Given the complexity of patient selection, a multidisciplinary approach to patient selection should be undertaken. Collaboration between ECMO centers is crucial to ensure appropriate service delivery and capacity to those patients with confirmed COVID-19 ARDS. Thorough assessment before accepting a patient for ECMO will also ensure that ECMO should only be considered after all conventional measures (lung-protective ventilation, moderate-to-high levels of positive-end expiratory pressure as tolerated, prone positioning, possible neuromuscular blockade, and negative fluid balance, as appropriate) fail to maintain adequate oxygenation and ventilation.27,28 Collaborative decision making between referring centers and the ECMO centers could potentially increase precision of clinical practice by reducing variabilities in the management of ARDS.

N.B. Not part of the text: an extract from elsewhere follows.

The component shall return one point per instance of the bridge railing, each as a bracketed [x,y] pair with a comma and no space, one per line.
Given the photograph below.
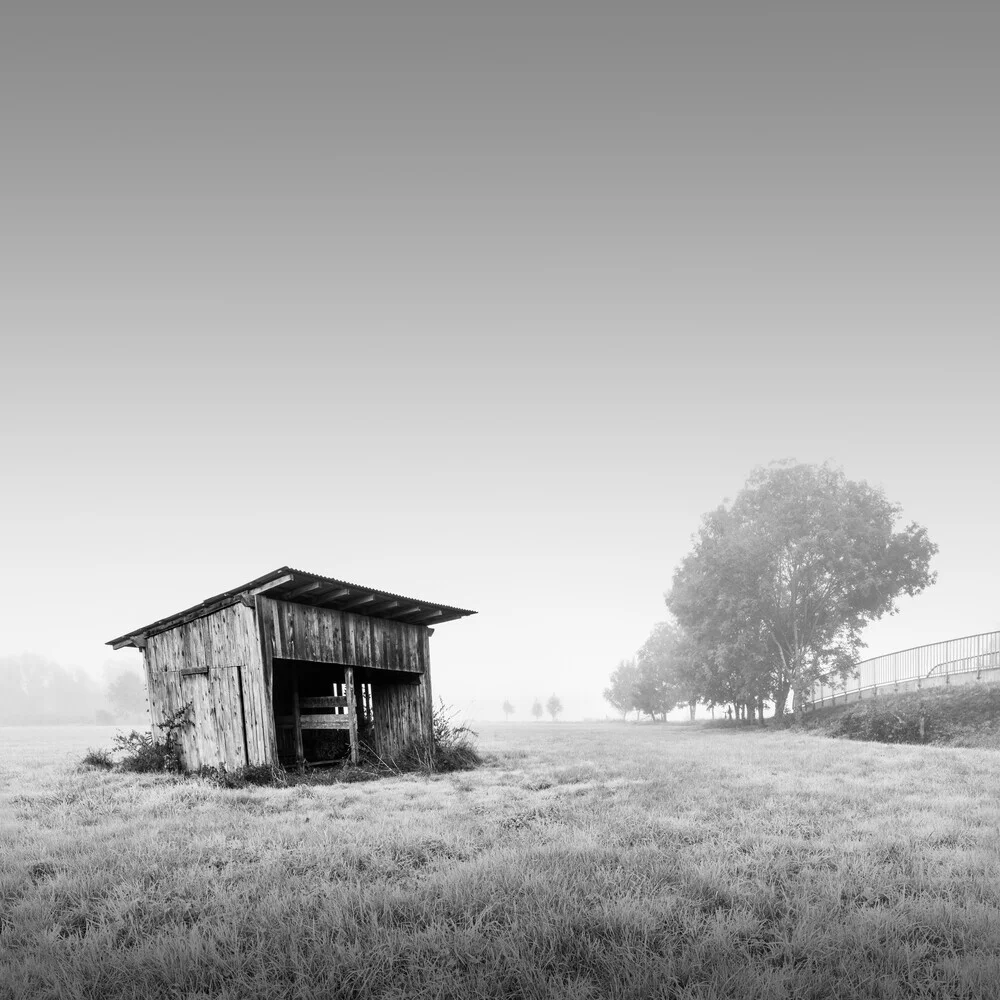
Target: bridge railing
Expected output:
[932,664]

The decision to offer or decline ECMO during COVID-19 pandemic is a difficult one. ECMO centers need to be highly selective aiming to enhance the precision of individual treatment benefit. This approach will potentially allow judicious planning, resource allocation, and a safe delivery of ECMO service. Prospective data will enable clinicians to better characterize this disease and successfully personalize therapies including ECMO.